Ramzi bin al-Shaiba was among several Arabs arrested last Wednesday after a three-hour shootout at a Karachi apartment on the first anniversary of the attacks, said Pakistan's Interior Minister Moinuddin Haider.
Mr Haider said bin al-Shaiba and the other detainees are in Pakistan. "They are not with the police but our intelligence agencies are interrogating."
The US president has hailed the capture and vowed to hunt down other suspects still at large in the war against terrorism.
"Thanks to the efforts of our folks and people in Pakistan, we captured one of the planners and organizers of the September 11th attack that murdered thousands of people," Bush said.
"One by one, we're hunting the killers down. We are relentless, we are strong, and we're not going to stop," he added.
President Pervez Musharraf hailed the arrest, seen as the second most important detention of an al-Qaeda operative in Pakistan following the capture of Osama bin Laden's key lieutenant Abu Zubaydah in March.
"The arrest of these people is a proof that Pakistan is doing whatever is possible to curb terrorism," Pakistani journalists accompanying Musharraf quoted him as saying in New York.
The president described the arrests as "a major achievement by ISI (Pakistan's Inter Services Intelligence)."

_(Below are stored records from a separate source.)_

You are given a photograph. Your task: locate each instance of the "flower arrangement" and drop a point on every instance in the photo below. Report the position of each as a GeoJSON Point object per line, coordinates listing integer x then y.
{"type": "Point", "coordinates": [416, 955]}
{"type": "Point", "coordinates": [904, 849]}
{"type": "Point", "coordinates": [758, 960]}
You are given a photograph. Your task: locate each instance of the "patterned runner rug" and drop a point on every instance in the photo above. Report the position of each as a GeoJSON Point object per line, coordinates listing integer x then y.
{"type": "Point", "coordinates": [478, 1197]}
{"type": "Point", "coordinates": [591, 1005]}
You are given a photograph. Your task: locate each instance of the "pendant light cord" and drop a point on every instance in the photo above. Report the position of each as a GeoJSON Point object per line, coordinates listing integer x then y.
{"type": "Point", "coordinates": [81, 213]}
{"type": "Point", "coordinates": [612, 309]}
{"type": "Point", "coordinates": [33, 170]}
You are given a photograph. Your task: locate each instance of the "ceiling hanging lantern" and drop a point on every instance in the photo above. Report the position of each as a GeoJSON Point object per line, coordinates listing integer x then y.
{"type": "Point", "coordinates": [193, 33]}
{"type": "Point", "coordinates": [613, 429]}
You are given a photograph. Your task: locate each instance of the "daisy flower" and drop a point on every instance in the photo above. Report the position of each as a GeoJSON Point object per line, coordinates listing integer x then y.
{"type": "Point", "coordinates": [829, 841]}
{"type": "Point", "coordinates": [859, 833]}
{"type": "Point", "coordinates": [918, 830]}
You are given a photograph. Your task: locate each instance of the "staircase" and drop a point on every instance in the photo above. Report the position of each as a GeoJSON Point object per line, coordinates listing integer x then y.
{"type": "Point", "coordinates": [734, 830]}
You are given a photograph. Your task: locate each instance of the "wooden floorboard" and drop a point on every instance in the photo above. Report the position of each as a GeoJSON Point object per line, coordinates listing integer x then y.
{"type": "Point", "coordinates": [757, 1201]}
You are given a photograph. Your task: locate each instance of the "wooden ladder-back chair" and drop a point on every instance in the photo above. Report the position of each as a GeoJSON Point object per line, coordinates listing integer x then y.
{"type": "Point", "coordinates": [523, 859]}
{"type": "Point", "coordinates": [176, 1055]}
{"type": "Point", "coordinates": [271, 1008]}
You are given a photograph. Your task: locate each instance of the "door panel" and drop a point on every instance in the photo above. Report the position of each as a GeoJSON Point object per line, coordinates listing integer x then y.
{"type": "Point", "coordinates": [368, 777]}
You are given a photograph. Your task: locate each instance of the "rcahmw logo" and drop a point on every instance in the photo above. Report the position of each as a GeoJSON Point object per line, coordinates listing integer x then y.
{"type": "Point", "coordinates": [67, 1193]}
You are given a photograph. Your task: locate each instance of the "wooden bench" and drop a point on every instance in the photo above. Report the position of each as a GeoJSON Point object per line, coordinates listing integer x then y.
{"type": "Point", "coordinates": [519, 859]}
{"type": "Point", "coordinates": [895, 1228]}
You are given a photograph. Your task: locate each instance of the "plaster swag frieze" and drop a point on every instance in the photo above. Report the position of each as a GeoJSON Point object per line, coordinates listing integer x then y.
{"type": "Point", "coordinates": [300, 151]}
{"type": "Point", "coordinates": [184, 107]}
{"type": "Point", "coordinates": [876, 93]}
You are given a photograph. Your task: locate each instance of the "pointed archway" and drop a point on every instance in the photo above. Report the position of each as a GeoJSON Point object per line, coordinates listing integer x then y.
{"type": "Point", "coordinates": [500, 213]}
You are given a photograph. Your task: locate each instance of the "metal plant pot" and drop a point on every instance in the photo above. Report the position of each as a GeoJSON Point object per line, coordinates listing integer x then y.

A Karachi police source said the ISI and police launched the raid following a tip off from the FBI after a satellite phone call was traced.
In a recent interview with Qatar's Al-Jazeera TV, bin al-Shaiba quoted as saying he was an active al-Qaeda planner in the September 11th attacks on New York and Washington that killed more than 3,000 people.
FBI director Robert Mueller said last year that bin al-Shaiba was to have been one of the hijackers of United Airlines Flight 93 which crashed into a field in Pennsylvania after passengers attacked the air pirates.
He had enrolled in a flying school but was refused entry to the United States four times, Mueller said.
Bin al-Shaiba then handled logistics and money matters for the attacks and entered Pakistan just before September 11th, US officials said.
He was a roommate of Mohammed Atta, the hijackers' ringleader, when an al-Qaeda cell was active in the German city of Hamburg, according to the officials.